The Cardiff Court sentenced Maurice to incarceration in the Caswell Clinic. The documents did not mention compulsory participation in research projects.

Maurice's experience during these three long months has been one of delays and petty rules. He has established that the never ending and ever changing sets of rules at the Caswell Clinic are actually Home Office based. He has asked for all the rules to be available to all inmates, but the request has been denied. Instead rules emerge from the ether synchronised to requests from inmates.

Control of the individual is paramount and is ensured by being under observation 24 hours a day 7 days a week.

It has been a year of negative press for the South Wales Police. Stories have been reported about some of the miscarriages of justice which have occurred over the years. However, the South Wales Police, in their inimitable way, have sidestepped complaints to the IPCC (Independent Police Complaints Commission) to which they are bound to respond and have rejected calls from Cardiff Council for a Public Inquiry into the force's historic miscarriages of justice.

Chief Constable Barbara Wilding said that the five miscarriages of justice, which included the Cardiff Newsagent Three and the three men originally convicted of killing Lynette White, had all been fully re-investigated.

She said: "What we are referring to here happened a long, long time ago."

"We have to put this in context, these cases represent a minuscule percentage of the number of cases that were dealt with by South Wales Police over that period of time."

She said that the force had completely changed since that time and there was no suggestion that the same miscarriages of justice were continuing.

She said: "This is not the same force that it was in the 1980s."

However that is patently not the case as two events reported by Wales Online on 29th March 2009 verify.

"South Wales Police has had a difficult week, having to issue two apologies in the space of 48 hours - the first to a 63-year-old musician who was mistakenly arrested and strip-searched by armed police officers and the second to a grieving widow to whom officers returned the rope her husband had used to kill himself."

Maurice Kirk would also beg to disagree especially as his arrest and confinement coincided with his failed attempts to deliver documents to Dolmans solicitors.
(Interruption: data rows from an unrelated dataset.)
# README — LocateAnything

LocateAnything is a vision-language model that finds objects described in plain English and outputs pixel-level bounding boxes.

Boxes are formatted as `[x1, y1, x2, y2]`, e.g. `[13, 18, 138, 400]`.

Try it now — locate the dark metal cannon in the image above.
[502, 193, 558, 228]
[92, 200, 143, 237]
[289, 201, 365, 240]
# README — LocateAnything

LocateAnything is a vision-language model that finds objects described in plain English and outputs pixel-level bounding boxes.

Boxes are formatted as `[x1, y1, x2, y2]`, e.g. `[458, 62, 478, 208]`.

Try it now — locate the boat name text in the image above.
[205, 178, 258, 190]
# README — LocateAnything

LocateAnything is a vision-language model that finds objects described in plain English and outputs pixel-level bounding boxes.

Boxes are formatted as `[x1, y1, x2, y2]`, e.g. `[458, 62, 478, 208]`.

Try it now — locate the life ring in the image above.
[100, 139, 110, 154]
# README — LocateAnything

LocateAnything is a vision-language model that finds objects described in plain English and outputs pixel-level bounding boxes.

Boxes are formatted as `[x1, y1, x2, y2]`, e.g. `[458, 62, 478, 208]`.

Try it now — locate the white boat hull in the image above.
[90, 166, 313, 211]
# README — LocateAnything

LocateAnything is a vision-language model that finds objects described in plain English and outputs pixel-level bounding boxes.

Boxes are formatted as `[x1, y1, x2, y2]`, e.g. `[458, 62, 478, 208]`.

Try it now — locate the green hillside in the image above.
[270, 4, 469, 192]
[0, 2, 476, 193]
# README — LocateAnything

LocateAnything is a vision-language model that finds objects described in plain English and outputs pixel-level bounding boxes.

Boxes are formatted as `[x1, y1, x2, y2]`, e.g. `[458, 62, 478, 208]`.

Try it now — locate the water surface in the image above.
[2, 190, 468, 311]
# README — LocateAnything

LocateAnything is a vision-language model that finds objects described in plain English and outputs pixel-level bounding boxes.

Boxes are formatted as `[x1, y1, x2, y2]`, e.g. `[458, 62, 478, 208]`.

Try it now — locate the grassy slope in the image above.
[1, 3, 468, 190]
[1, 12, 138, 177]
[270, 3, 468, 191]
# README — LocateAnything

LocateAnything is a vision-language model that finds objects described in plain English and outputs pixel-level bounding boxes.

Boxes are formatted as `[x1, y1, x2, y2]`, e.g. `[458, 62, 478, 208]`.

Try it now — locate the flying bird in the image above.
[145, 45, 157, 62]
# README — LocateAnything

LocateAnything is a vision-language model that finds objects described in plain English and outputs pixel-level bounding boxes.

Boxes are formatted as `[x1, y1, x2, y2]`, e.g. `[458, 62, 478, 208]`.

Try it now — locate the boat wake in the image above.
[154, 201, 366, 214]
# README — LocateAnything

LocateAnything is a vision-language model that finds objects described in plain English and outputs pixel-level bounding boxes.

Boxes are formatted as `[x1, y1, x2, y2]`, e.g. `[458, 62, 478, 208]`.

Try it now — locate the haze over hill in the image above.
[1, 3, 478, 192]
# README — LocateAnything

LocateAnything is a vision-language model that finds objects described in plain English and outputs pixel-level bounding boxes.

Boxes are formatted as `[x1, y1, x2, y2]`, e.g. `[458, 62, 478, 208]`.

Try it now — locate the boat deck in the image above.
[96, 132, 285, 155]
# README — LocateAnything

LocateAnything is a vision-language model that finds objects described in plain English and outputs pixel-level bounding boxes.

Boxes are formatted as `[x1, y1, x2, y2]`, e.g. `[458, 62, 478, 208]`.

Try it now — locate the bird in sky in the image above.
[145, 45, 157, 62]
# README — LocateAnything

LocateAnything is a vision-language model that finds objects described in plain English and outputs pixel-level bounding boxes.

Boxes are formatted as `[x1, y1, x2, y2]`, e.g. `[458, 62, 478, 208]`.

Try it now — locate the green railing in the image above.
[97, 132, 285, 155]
The solicitors refused to accept the documents which were actions against the South Wales Police.

According to the legal directory Chambers and Partners "Dolmans has a high success rate for the defence of claims for damages and contested trials, and takes on a steady flow of instructions from its main client base of four police forces: South Wales Police, Dyfed Powys Police, West Mercia Constabulary and Gwent Constabulary."

"It has successfully acted for the defendant in a claim for damages arising out of the claimant's arrest and detention, a case that established an important precedent in both civil and criminal law in relation to the Mental Health Act."

The civilian taxpayer initially pays for the police forces and their CHIS (Covert Human Information Sources) to operate, then they pay for lengthy court cases and their associated costs, additional costs for years of accommodation for inmates may follow. The next payment is for solicitors, like Dolmans, to defend the police for their initial actions plus further court costs and finally there may be compensation payments calculated in hundreds of thousands of pounds for those declared innocent.

The South Wales Police cannot afford any additional bad press in 2009. Maurice Kirk's court case has now been moved to 2010. Chief Constable Barbara Wilding will be retiring at the end of 2009.

Maurice Kirk's court cases and even his Mental Health assessment have been characterised by a series of delays. By the end of 2009 the delays in "processing" Maurice will have served their purpose.